Right now, none of the *Back mechanisms has reached the critical mass necessary to see the negative effects experienced in all other community models I know about. But that is an accident of history, not a permenent fact. Eventually, the same things will happen to the [track,ping]back systems (considered as a whole), because it's just the way things are. The spammers will come. (This is every spammer's dream. It beats the snot out of email spam.) The trolls will come. The loud-mouthed idiots will come. Those who see an opportunity to swiftly increase their PageRank will come. It flows from human nature and the nature of anything resembling a commons.

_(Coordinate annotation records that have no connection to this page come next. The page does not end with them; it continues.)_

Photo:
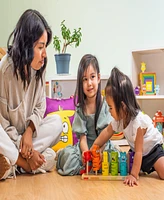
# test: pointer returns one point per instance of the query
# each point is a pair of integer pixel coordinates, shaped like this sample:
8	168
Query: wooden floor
52	186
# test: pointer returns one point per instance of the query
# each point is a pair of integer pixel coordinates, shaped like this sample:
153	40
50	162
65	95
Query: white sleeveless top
151	137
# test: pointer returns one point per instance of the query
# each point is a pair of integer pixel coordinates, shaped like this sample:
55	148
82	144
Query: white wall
111	28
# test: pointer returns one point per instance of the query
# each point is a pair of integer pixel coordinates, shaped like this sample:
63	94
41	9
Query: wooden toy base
100	177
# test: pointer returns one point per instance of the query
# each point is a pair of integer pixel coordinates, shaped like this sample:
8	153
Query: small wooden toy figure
105	164
123	164
137	90
57	90
143	90
158	121
131	157
156	89
96	159
143	67
88	159
114	163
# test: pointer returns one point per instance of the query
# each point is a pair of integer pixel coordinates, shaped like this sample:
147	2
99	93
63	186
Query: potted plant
69	39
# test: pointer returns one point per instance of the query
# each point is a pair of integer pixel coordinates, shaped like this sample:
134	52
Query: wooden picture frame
147	83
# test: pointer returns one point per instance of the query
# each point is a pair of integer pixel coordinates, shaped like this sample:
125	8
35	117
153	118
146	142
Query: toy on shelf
156	89
137	90
114	163
123	164
117	136
147	81
158	121
57	90
131	158
143	67
87	156
110	166
105	164
96	159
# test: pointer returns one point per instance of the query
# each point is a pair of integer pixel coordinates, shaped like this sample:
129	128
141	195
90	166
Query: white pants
48	135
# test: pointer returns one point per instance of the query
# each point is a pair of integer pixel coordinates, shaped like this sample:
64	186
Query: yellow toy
66	136
143	67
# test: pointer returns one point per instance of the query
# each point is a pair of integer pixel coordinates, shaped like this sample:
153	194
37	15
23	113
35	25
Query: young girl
91	117
145	140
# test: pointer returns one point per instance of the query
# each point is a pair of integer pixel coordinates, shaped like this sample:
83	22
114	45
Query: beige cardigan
19	106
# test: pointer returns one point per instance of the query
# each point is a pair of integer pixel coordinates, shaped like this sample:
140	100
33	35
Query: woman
25	137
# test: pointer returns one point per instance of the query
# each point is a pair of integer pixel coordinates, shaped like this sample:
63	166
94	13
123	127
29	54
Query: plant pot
62	63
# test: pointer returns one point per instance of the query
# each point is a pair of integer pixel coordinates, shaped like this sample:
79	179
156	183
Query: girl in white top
145	140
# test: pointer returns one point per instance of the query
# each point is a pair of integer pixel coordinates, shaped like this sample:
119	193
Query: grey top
18	106
83	124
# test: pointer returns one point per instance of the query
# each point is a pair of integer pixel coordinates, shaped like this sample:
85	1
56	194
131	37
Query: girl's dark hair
28	30
79	95
120	88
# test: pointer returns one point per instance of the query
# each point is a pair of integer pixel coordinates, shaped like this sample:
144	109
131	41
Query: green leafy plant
69	39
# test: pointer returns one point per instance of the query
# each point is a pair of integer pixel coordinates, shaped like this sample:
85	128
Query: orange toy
158	121
96	159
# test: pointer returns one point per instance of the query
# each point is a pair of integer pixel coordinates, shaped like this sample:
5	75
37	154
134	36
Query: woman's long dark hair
120	88
79	95
28	30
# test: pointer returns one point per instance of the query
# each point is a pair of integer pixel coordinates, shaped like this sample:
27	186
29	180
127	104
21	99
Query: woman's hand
26	146
130	180
36	160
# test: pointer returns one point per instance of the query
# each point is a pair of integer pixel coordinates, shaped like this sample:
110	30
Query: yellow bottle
105	164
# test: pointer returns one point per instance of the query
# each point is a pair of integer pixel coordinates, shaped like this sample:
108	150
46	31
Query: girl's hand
26	146
130	180
86	156
36	160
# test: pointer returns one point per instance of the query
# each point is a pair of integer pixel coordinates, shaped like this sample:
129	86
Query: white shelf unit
154	59
67	84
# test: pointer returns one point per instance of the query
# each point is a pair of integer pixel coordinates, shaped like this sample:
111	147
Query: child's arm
83	143
134	175
83	146
104	136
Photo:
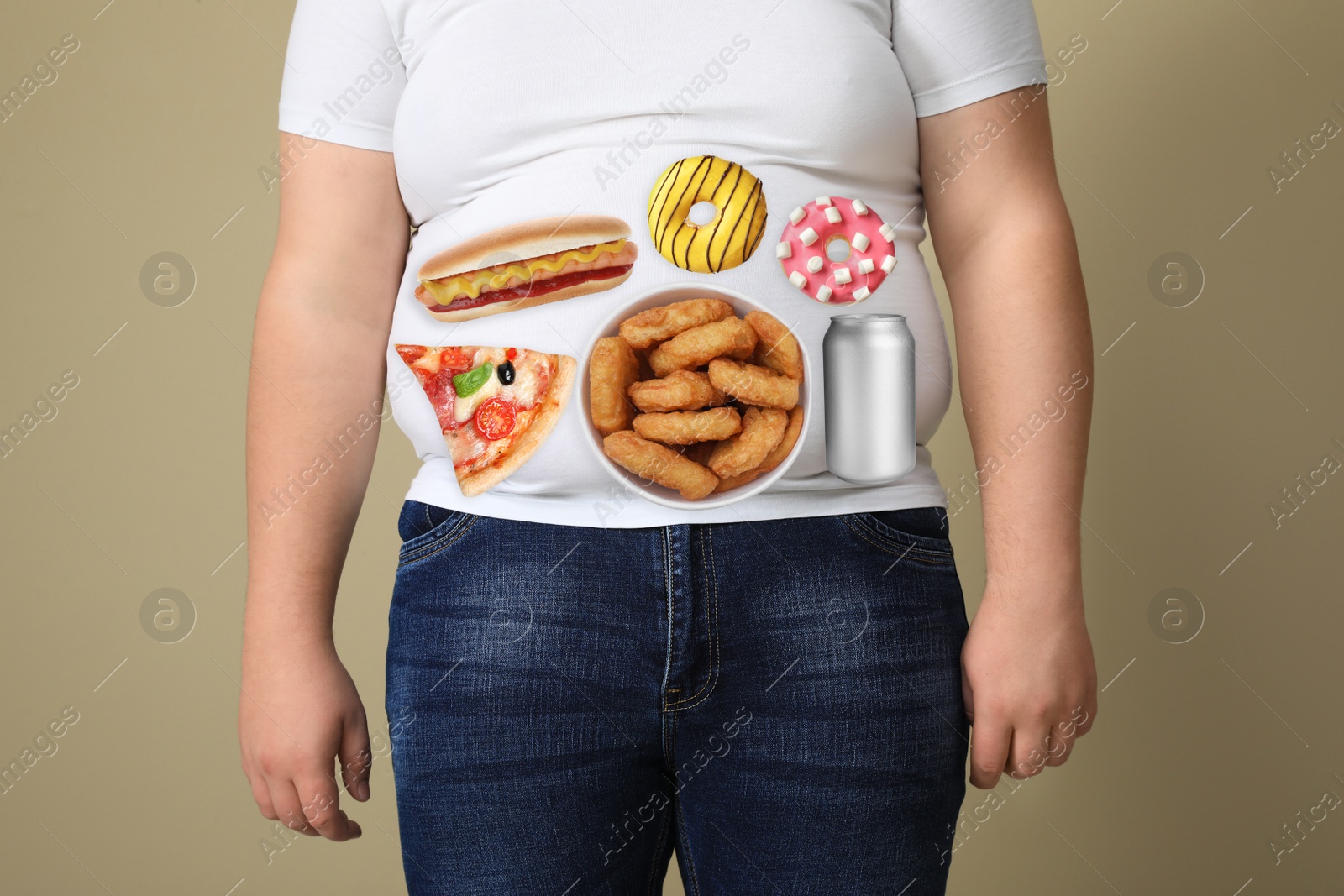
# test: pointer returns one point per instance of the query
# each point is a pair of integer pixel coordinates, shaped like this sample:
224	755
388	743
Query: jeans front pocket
917	533
427	528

This is not to say such projects are a bad thing. In fact, I'd say they are a good thing. But some intelligence should be put in their design as early as possible to try to strike a happy medium between a "pure", trusting "pingback" implementation and the current near-total lack of bidirectionality. It's not impossible, but it takes some thought.

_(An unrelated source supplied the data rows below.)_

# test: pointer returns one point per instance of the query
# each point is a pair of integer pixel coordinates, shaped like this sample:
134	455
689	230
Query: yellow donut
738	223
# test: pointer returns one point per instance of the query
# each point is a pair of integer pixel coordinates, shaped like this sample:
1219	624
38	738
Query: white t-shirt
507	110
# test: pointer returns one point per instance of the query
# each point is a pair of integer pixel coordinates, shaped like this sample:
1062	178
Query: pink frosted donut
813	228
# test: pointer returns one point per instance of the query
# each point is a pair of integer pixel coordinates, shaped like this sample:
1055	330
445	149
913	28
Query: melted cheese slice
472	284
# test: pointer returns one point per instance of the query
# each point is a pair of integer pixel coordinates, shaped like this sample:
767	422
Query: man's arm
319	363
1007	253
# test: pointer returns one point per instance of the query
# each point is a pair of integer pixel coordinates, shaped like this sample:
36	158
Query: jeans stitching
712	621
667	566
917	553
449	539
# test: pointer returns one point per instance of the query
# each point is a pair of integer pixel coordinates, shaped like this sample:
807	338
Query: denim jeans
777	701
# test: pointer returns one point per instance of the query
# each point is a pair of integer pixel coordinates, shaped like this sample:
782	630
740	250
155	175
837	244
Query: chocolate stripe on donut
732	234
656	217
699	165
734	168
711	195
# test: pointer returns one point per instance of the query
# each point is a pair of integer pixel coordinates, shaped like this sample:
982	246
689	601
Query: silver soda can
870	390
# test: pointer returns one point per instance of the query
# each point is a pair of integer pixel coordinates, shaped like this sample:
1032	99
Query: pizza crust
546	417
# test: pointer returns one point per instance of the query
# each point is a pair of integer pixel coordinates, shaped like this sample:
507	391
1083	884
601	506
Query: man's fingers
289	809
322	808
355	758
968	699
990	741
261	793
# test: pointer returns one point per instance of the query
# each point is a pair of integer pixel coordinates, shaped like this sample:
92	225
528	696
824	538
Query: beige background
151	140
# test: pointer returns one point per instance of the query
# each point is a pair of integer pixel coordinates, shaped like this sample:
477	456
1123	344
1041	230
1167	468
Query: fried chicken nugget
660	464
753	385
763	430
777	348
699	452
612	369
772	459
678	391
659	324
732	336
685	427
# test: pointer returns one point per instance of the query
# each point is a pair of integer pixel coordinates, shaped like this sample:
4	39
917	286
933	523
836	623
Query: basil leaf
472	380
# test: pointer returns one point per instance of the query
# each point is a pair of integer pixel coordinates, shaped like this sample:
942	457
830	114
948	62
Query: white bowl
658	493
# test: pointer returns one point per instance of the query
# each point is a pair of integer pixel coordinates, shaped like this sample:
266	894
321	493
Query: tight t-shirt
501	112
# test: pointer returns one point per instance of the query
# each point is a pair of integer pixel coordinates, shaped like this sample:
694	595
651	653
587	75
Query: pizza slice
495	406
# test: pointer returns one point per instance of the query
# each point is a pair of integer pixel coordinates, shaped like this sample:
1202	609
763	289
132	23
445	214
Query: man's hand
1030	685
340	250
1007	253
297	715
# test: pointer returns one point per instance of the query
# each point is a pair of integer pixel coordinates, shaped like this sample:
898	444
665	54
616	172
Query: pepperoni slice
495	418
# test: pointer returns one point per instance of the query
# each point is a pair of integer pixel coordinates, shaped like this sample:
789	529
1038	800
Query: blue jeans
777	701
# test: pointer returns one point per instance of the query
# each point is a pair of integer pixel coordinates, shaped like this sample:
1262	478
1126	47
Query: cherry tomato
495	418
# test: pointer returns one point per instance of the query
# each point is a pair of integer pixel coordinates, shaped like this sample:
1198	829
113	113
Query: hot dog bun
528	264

I have a now-ancient-by-weblog-standards implementation of a *Back system myself, called LinkBack. It predates the era where we expect everyone to be running either a server on their desktop or a very smart weblog system on the server, back when Manila was new and Blogger was just a blip on the screen, so there are some design elements to it I don't think I'd keep today. (Not to mention the three more years of experience I have since then in designing and implementing such things.) In particular, it was completely centralized, which I don't think would turn any heads today. (Perhaps I should say "is". It's not running, but it was technically fully functional before I decided I didn't want to deal with the bandwidth issues a successful centralized service would have needed. One of my mottos is "Never engage in an activity where the worst-case scenario is complete success." That's also the reason you should never play Russian Roulette. ;-) )

LinkBack was fully voluntary. LinkBack only scanned weblogs that chose to participate in the system. Especially after the precedent set by any number of subsequent weblog-based systems such as DayPop and that search dealy I can't recall the name of, it seems that I could have scanned any weblogs I felt like, but I chose this approach deliberately. The idea was to not have one LinkBack, but to spawn off several LinkBacks, each implicitly forming a community around them, and each weblog possibly joining several LinkBack hubs.

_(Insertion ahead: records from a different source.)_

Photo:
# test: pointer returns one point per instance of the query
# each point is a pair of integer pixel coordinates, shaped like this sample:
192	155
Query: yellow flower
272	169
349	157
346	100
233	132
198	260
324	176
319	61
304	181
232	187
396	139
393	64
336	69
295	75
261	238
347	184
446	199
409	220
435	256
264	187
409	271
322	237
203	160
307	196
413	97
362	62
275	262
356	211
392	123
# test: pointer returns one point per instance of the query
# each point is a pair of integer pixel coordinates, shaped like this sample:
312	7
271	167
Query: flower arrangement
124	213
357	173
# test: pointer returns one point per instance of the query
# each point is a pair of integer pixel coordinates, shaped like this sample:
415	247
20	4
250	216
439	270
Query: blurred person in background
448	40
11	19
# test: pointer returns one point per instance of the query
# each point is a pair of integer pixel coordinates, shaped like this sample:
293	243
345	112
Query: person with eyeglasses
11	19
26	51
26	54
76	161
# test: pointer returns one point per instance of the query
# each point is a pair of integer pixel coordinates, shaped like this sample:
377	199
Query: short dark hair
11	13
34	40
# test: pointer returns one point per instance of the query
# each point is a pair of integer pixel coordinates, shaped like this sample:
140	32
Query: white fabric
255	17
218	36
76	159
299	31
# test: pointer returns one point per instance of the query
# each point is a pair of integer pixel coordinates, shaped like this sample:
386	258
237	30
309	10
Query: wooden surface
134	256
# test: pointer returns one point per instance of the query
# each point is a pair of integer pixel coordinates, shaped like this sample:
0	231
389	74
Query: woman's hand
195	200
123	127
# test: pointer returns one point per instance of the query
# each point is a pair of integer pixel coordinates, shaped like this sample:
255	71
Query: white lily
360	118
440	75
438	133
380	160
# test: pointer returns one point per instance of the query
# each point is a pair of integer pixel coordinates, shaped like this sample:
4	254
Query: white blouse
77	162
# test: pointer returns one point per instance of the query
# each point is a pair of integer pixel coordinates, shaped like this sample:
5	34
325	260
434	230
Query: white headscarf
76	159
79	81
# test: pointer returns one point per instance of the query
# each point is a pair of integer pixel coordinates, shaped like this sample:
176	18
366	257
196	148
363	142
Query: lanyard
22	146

This gains some of the advantages of the bi-directional communication, without sacrificing all of the advantages of uni-directional linking. In order to be seen in LinkBack results, you must yourself be part of the system. Random yahoos can't get on your results list just by pinging your system and feeding it a faked page. In addition, LinkBack did not have to live on the home page of the weblog. By default, it had its own results pages that showed the results of the system scans. (Also prevents the PageRank attack implicitly; you don't need to have the links on your site, and I completely blocked Google from the LinkBack results, so they wouldn't have figured in at all.)

(A few ideas for other implementors to pluck: Grab the text around the link and consider displaying it somewhere. The context can be useful. There are some easy algorithms for making this reasonable, I'd be happy to share them.)

The real point of all of this is that the act of hosting a link is not an unmitigated good, and no successful system will be able to treat it as such. For every link you accept, there is a risk factor. The *Back system must compensate for this somehow, whether with my (eventual) multiple indepenent hub-style design, with some sort of white-list/black-list mechanism (scaling problems)*, or with a Web of Trust of some kind (ideal, and of course, hardest). Otherwise, the *Back system will inevitably be a victim of its own success and self-marginalize as the users become disillusioned by how the system is actually put to use.

*: tech note: At the very least, you could do a multi-whitelist type of thing that emulates the eventual design I wanted for LinkBack. Create many groups of weblogs, let people set up these groups however they want, let them join as many as they want, and accept only verified pings from those groups. Also let the user black-list as they see fit (very importent!). This should be a tolerably good approximation of a web of trust for this application.